Saturday, July 13, 2013

Cows can fly!

At the Gordon Conference last week, I was introduced to flying cows (aka Hoatzin, or stinkbirds), which, like happy cows, feed almost exclusively on leaves. Because a diet composed exclusively of leaves is incredibly poor in nutrients and hard to digest, like cows, hoatzins use microbes to ferment the food they eat. 

A hoatzin. Hoatzins are awesome not only because they are "flying bioreactors", but also because they are a bit like modern-day versions of Archeopteryx, the ancient gliding bird ancestor which had claws on its wings which enabled it to climb up trees.  Hoatzins live in the Amazon basin. Image courtesy of www.birdsofseabrookisland.org.

 Both animals have a wide array of bacteria which make cellulase and lignase enzymes the host animal cannot. These enzymes break down leaf components such as cellulose (long strings of glucose linked together) and lignin (the irregular, phenolic (or ringed) compounds which give the leaf structure), which the microbes ferment into short-chain fatty acids such as butyric acid (which gives Parmesan its "distinctive" smell), propionic acid (which smells like really bad sweat), and acetic acid (as in vinegar). Because this process is relatively slow, the animals must eat a lot of food and have a large fermentation chamber; hoatzins are poor flyers and have to have an extra bump on their chest to help balance on branches so their full gut doesn't topple them, and the cow rumen is so big you could probably fit an adult human in it, though I don't think anyone has tried it.


Compare how much space the crop - the pouch birds use to store food if it over-gorges itself - takes up in the hoatzin (left) compared to the chicken (right). This is where the "pre-digestion" of vegetation occurs in the hoatzin. Small amounts of fermented fluid are released into the small intestine where the short chain fatty acids can be absorbed. Pictures from schaechter.asmblog.org and keep-hens-raise-chickens.com


 Cows and hoatzins aren't the only animals which depend on microbes to break down their food. We too depend on microbes, except the majority of our microbes live in our large intestine and feed on our "leftovers" because most of our nutrients are absorbed in the small intestine. Research indicates that some other organisms, such as the giant panda, have lost some of the ability to degrade complex plant matter, and their genomes contain fewer genes encoding enzymes involved in this process than their nearest omnivorous relatives. This might explain why there have been reports of mother panda's feeding offspring their feces - populating your gut with the right microbes is obviously important if you cannot digest your food yourself.

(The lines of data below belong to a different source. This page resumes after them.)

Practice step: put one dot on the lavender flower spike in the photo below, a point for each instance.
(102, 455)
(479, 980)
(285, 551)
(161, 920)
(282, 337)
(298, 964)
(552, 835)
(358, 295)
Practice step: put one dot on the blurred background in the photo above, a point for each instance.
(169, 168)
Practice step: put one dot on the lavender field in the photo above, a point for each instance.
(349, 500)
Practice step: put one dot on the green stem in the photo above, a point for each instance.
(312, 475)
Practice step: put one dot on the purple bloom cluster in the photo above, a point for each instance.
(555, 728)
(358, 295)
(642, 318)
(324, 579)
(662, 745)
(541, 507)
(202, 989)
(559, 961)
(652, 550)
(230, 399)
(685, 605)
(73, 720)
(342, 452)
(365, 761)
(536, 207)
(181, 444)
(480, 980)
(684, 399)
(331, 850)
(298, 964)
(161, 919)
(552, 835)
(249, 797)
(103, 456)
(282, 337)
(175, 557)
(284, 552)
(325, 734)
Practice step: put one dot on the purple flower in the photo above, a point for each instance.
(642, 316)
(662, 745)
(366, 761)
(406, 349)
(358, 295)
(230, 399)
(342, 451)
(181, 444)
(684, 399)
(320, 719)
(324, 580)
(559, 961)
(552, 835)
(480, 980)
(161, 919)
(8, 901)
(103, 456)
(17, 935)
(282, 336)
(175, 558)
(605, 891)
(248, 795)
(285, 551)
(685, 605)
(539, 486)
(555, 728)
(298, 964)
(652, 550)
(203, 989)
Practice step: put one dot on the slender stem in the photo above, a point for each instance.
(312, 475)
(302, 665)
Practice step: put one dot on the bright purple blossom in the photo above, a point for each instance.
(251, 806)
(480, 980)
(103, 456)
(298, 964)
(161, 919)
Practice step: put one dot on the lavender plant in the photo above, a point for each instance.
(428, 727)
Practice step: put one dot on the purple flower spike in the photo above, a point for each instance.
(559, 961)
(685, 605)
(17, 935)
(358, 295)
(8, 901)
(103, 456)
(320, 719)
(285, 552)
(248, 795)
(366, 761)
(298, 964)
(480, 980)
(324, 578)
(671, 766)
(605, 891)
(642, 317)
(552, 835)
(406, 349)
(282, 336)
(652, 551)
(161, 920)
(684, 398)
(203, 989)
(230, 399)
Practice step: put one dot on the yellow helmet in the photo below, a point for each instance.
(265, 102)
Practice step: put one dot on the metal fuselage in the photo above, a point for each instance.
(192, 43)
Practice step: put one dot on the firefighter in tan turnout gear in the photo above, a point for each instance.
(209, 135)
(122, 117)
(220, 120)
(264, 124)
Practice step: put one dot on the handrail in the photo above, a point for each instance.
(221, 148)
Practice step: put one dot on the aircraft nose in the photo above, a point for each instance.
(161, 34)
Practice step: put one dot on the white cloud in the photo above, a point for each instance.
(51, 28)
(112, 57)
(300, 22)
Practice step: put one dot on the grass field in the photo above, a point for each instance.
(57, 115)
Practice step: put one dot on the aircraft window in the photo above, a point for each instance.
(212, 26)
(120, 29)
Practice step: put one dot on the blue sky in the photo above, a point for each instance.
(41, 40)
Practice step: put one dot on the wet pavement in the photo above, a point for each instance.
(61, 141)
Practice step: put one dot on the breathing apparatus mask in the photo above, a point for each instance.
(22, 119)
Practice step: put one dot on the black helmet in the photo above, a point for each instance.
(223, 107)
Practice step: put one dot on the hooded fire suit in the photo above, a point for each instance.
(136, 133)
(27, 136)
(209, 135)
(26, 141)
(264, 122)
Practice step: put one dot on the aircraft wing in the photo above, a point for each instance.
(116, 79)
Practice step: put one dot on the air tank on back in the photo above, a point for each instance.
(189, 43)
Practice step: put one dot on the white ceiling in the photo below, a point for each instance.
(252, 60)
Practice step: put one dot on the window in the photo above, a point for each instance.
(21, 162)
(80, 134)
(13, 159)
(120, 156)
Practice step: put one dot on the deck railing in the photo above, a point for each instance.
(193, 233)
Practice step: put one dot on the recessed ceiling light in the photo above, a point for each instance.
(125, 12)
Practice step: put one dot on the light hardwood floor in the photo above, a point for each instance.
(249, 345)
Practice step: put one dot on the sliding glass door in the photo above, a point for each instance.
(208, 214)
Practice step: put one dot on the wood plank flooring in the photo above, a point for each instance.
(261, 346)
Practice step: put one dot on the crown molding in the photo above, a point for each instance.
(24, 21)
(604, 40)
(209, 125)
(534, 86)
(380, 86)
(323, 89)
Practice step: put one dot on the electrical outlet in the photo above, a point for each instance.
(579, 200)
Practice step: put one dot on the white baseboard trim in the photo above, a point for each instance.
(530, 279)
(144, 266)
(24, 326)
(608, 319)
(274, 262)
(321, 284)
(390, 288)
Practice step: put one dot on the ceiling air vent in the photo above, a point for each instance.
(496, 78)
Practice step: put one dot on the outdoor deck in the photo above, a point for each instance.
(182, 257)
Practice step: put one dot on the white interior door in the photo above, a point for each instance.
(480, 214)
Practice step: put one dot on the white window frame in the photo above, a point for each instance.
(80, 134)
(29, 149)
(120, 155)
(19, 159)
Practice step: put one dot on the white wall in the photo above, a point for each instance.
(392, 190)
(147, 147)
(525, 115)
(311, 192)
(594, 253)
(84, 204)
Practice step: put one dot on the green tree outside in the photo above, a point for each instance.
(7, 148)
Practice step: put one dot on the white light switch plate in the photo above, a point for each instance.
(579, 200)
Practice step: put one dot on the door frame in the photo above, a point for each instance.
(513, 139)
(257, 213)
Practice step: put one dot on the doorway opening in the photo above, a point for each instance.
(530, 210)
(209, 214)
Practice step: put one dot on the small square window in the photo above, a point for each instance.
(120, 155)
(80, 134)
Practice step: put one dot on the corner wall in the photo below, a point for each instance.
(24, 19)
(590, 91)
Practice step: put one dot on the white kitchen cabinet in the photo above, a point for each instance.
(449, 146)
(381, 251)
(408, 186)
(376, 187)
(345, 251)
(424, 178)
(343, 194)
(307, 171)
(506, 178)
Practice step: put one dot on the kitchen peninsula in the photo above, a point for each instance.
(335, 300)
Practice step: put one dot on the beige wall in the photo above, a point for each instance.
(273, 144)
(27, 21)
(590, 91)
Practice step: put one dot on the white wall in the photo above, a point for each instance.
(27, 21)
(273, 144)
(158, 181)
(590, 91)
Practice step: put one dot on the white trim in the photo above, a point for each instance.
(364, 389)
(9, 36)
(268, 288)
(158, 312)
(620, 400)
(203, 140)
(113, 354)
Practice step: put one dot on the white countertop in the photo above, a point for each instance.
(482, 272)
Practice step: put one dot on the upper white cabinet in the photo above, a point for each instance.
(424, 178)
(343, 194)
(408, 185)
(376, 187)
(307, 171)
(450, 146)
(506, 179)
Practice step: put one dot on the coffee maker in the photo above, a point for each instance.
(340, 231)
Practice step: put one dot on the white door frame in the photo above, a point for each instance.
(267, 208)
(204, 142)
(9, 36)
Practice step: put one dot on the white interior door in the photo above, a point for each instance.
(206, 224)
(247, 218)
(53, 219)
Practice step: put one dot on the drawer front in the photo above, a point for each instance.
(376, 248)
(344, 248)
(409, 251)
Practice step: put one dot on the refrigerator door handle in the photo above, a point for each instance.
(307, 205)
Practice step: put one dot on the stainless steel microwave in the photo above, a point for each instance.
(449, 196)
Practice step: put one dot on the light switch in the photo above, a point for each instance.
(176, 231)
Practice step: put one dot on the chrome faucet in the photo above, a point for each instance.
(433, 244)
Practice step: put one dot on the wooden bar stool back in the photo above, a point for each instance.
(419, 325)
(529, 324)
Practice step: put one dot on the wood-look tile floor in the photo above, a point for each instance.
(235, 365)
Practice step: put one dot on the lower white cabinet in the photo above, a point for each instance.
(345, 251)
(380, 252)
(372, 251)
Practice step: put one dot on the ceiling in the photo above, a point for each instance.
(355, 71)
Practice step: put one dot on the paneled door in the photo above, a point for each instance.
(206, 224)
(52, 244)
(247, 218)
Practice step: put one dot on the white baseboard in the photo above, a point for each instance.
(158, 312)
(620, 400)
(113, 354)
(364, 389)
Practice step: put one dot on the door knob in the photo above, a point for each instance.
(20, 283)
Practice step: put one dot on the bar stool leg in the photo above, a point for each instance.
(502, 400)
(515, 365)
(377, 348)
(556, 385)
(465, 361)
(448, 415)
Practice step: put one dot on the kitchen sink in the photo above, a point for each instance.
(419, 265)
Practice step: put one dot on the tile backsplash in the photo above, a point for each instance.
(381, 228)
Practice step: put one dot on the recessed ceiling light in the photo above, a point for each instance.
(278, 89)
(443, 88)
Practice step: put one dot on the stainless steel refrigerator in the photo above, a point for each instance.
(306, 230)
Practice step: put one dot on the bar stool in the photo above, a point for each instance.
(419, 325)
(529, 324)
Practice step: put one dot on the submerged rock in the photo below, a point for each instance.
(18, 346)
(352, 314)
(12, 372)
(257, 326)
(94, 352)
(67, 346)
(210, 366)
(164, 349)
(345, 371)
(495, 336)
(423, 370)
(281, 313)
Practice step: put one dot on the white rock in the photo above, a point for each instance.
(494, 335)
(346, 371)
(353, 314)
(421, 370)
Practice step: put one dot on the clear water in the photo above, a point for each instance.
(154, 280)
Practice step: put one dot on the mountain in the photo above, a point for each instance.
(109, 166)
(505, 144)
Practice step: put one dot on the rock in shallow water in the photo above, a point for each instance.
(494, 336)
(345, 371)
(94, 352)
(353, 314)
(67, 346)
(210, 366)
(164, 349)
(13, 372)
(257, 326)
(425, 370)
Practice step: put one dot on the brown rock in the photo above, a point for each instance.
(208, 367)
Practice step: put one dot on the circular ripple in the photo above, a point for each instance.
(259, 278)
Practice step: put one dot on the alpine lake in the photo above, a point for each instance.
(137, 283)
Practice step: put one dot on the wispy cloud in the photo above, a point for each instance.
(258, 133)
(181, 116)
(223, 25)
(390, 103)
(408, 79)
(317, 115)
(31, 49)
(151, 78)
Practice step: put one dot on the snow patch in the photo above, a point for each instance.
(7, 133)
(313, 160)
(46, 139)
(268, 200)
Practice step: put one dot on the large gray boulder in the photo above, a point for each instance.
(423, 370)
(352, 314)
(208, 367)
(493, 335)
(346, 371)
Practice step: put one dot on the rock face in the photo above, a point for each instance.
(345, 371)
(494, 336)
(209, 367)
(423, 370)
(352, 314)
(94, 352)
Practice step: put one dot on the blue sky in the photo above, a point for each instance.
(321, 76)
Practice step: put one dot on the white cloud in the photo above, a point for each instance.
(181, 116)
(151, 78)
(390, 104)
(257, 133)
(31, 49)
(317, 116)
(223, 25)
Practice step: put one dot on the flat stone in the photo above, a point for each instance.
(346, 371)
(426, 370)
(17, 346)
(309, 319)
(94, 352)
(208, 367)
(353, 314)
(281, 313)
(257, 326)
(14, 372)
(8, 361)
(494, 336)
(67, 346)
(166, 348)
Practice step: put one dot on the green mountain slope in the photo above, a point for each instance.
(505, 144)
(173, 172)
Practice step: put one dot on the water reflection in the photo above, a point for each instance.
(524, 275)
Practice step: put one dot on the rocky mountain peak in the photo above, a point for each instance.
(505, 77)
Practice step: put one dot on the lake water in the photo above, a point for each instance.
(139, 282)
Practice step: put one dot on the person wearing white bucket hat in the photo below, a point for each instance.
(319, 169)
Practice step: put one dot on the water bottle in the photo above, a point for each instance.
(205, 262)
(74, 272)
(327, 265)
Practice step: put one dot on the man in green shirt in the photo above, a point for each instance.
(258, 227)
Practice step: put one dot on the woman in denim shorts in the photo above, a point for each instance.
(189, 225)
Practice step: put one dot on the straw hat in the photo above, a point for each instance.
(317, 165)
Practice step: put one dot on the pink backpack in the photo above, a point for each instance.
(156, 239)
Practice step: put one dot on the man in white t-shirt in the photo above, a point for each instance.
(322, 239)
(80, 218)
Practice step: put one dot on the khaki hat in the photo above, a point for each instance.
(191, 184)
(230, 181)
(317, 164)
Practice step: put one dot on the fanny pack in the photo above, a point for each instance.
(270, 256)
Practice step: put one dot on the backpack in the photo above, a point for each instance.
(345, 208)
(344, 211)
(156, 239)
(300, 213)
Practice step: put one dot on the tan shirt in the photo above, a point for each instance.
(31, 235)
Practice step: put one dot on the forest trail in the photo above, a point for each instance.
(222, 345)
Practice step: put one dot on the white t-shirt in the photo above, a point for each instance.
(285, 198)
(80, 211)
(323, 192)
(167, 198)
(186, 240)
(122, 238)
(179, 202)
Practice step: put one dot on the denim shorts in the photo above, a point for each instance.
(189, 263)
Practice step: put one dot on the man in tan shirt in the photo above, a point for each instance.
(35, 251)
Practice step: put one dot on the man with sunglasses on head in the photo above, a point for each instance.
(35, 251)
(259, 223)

Of course, pandas aren't the only animals to practice coprophagy (poo-eating). Babies do it. Dogs do it. And rodents like rabbits and guinea pigs do it. The last two animals are relatively easy to explain...they are hindgut fermenters, which means the majority of the microbes responsible for breaking down the plants they eat live in a part of the gut which comes after where the majority of absorption occurs. Therefore, in order to get all of the nutrients out of the food they have taken in, the food has to pass through the gut a second time. But babies and dogs...let's just say I don't kiss them.